Le terme Ejido vient du latin exitus et désigne littéralement, des terres se trouvant à l’extérieur ou à la sortie d’un village (autrefois appelées Calpulli).

Histoire[modifier | modifier le code]

Conquête, indépendance et répartition des terres[modifier | modifier le code]

L’histoire de la répartition des terres est l’une des multiples raisons avec l'effondrement du cours de l'argent métal, la crise américaine de 1908 et le vieillissement des cadres de l'État pour comprendre la révolution mexicaine de 1910 et la guerre civile entre révolutionnaires qui suivit le départ en exil en 1911 Porfirio Díaz.

En 1911, 95 % des paysans mexicains étaient des paysans sans terres[1].

Après la victoire des libéraux de Benito Juárez sur les conservateurs dont le principal représentant Antonio López de Santa Anna avait fui le pays en 1855 et la promulgation de la Constitution de 1857 les terres de l’Église furent confisquées et vendues au profit de l'État qui essaya ainsi de parer à sa banqueroute à des spéculateurs et des propriétaires terriens, les propriétés dites communales dont les titres de propriété appartenaient aux villages et qui dataient de la colonie espagnole n'étaient plus reconnus. L'article vingt sept de la Constitution de 1857 avait alors interdit le droit de propriété à des corporations quelles qu'elles soient.
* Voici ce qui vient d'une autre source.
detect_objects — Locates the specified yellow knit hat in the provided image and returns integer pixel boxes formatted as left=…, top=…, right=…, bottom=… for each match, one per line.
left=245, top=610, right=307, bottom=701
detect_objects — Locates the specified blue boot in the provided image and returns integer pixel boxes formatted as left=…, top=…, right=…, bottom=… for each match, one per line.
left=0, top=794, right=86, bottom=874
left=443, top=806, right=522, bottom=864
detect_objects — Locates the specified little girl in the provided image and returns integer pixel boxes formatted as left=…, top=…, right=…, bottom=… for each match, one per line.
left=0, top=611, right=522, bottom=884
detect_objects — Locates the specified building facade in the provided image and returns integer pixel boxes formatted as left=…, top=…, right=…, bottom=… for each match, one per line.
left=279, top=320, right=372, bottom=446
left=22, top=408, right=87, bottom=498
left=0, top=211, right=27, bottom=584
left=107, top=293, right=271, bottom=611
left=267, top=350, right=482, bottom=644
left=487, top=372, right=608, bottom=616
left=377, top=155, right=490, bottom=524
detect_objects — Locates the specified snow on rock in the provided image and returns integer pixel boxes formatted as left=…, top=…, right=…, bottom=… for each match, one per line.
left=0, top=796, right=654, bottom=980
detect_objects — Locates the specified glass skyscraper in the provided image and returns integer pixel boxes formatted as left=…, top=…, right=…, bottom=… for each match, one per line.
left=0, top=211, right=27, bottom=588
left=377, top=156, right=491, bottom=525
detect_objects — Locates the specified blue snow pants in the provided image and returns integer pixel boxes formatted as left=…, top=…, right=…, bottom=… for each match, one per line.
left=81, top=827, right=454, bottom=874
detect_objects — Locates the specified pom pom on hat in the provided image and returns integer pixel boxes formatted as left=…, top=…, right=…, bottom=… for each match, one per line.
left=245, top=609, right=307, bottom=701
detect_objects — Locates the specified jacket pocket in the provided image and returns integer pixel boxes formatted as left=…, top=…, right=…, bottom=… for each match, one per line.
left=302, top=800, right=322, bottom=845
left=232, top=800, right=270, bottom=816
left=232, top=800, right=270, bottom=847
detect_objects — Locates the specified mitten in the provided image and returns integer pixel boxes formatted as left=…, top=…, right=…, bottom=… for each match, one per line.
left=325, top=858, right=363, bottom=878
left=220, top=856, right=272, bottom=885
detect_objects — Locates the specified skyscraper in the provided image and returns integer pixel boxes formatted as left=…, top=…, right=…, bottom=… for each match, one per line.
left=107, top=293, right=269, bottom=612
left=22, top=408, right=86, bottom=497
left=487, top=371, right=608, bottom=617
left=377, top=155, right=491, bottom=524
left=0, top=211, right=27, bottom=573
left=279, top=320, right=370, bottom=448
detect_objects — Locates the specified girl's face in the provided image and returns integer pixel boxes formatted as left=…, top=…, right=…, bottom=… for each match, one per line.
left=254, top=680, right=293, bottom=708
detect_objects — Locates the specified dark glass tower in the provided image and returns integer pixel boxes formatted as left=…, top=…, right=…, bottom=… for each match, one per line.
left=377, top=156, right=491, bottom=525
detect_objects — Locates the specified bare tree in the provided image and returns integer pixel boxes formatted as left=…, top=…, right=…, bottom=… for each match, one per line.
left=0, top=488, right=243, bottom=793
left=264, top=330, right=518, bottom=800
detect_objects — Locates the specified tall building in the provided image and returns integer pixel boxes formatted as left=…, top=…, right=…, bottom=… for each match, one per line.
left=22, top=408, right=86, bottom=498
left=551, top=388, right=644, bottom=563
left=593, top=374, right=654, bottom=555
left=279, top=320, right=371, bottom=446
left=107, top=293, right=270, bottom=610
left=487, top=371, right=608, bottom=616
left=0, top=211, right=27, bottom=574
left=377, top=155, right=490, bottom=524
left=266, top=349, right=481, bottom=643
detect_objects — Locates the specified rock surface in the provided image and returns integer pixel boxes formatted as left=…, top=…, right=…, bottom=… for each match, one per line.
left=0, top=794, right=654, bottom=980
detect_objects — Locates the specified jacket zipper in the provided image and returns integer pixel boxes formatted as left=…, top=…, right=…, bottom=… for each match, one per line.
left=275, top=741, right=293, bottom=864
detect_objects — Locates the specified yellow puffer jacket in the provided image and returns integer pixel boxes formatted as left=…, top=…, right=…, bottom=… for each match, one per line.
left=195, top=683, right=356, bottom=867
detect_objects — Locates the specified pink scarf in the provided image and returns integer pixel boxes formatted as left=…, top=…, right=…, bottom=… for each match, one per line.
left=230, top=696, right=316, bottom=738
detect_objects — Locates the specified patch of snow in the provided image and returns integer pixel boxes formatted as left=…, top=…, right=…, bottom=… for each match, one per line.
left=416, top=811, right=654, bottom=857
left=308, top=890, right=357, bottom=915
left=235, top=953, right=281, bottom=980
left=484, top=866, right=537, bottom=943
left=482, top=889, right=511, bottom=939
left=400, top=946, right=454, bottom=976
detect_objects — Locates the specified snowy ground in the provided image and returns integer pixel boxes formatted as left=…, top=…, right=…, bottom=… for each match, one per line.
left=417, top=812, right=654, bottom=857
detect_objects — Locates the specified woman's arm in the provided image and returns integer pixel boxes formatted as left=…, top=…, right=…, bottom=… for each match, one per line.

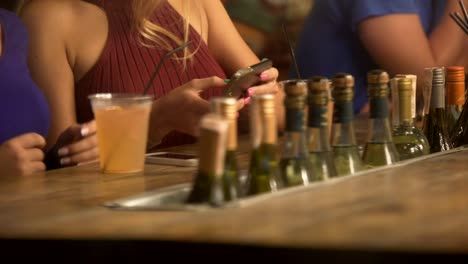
left=21, top=0, right=76, bottom=145
left=201, top=0, right=284, bottom=130
left=357, top=0, right=468, bottom=91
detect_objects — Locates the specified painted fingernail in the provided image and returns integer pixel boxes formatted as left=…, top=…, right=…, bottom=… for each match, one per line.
left=60, top=158, right=71, bottom=165
left=57, top=148, right=68, bottom=156
left=80, top=126, right=89, bottom=137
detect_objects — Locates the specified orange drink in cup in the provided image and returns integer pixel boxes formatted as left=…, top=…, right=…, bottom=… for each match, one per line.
left=89, top=94, right=153, bottom=173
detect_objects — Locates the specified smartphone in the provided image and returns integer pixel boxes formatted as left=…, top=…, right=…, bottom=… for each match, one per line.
left=146, top=152, right=198, bottom=167
left=224, top=58, right=273, bottom=98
La redistribution des terres : revendication majeure de la Révolution mexicaine[modifier | modifier le code]

L'une des demandes principales de la révolution mexicaine fut de diviser les grandes haciendas des propriétaires terriens et de les redistribuer à ceux qui la travaillaient c'est-à-dire les paysans pauvres. Ce point fut le sujet majeur des révolutionnaires Pancho Villa et Emiliano Zapata notamment à travers le Plan de Ayala de ce dernier. La loi agraire de 1915 annula tous les actes de justice qui avaient exproprié les communautés indigènes et paysannes par le passé. L'article 27 de la Constitution de 1917 permit à l’État d'exproprier et de redistribuer les terres. La Ley de Ejidos de 1920, promulguée par les constitutionnalistes triomphants Venustiano Carranza va officialiser le démantèlement des grands propriétés pour les transformer en ejidos, attribués généralement aux hommes ayant combattu sous les ordres d'un chef constitutionnaliste ou laissées au bon vouloir de caciques locaux ayant leur sympathie. La loi précisait que la forme de la propriété pouvait s'accorder à l'intérêt public et autorisa à nouveau la propriété des corporations.

La réforme de Lazaro Cardenas[modifier | modifier le code]

Durant le mandat de Lazaro Cardenas, 18 millions d'hectares furent redistribués à 812 000 paysans, ce qui équivalait alors à près de la moitié du territoire du pays. La redistribution devait alors être faite par le gouvernement des États fédérés et non de l'État central.

Cette évolution juridique donna un important levier de pression à la paysannerie en légitimant la défense de la propriété de ses terres. On peut aussi comprendre l'article 27 de la Constitution de 1917 comme une sorte de contrat entre l'État et les paysans donnant à la fois le levier à ces derniers de réclamer des terres et à l'État le contrôle sur l'agriculture. Le support rural au Parti révolutionnaire institutionnel s'explique en partie par instrumentalisation par ce dernier de l'article 27 à des fins corporatiste, faisant de la paysannerie le client et l'acteur politique privilégié du régime jusqu'à la libéralisation de l'économie dans les années 1980.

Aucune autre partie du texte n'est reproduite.